L’adoption de cette nouvelle législation permet aux banques étrangères d’installer leurs activités en Ethiopie, un pays où l’économie est encore largement contrôlée par l’État. Le Premier ministre Abiy Ahmed, arrivé au pouvoir en 2018, avait lancé une série de réformes économiques, cherchant à moderniser une économie fermée et peu ouverte aux investissements étrangers. Cependant, les conflits internes, dont la guerre dévastatrice dans la région du Tigré entre 2020 et 2022, ont freiné ces efforts.
La réforme, qui permet également l’ouverture du secteur bancaire aux investissements étrangers, impose toutefois une limite : la part détenue par les investisseurs étrangers ne pourra pas excéder 49 %. Cette mesure, bien que partielle, est perçue comme un pas important vers l’attrait de nouveaux capitaux, notamment dans des secteurs autres que le bancaire, ce qui pourrait favoriser la création d’emplois, selon l’analyste Samson Berhane.
Cette initiative fait partie d’un ensemble de réformes économiques, dans le but de signaler aux investisseurs internationaux que l’Ethiopie est désormais ouverte aux affaires.
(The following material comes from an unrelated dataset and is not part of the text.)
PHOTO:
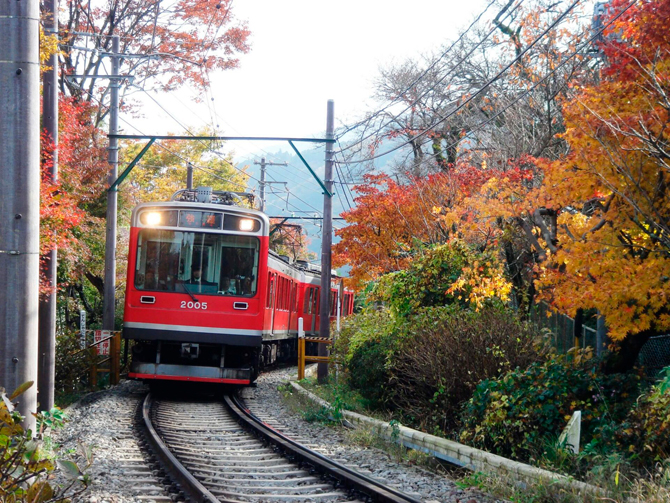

En juillet dernier, dans le cadre d’un accord avec le Fonds monétaire international (FMI), le pays avait déjà annoncé une réforme majeure du régime de change, permettant aux banques commerciales de fixer librement les taux de change, auparavant strictement contrôlés.
Bien que l’Ethiopie ait connu une croissance économique soutenue, souvent supérieure à 10 % par an entre 2004 et 2019, elle a dû faire face aux conséquences de la pandémie de Covid-19 et de la guerre en Ukraine. La croissance a ralenti, se stabilisant à 5,9 % entre 2020 et 2023, tandis que l’inflation a fortement augmenté, passant de 20,4 % à 30,2 % sur la même période, selon les données de la Banque mondiale.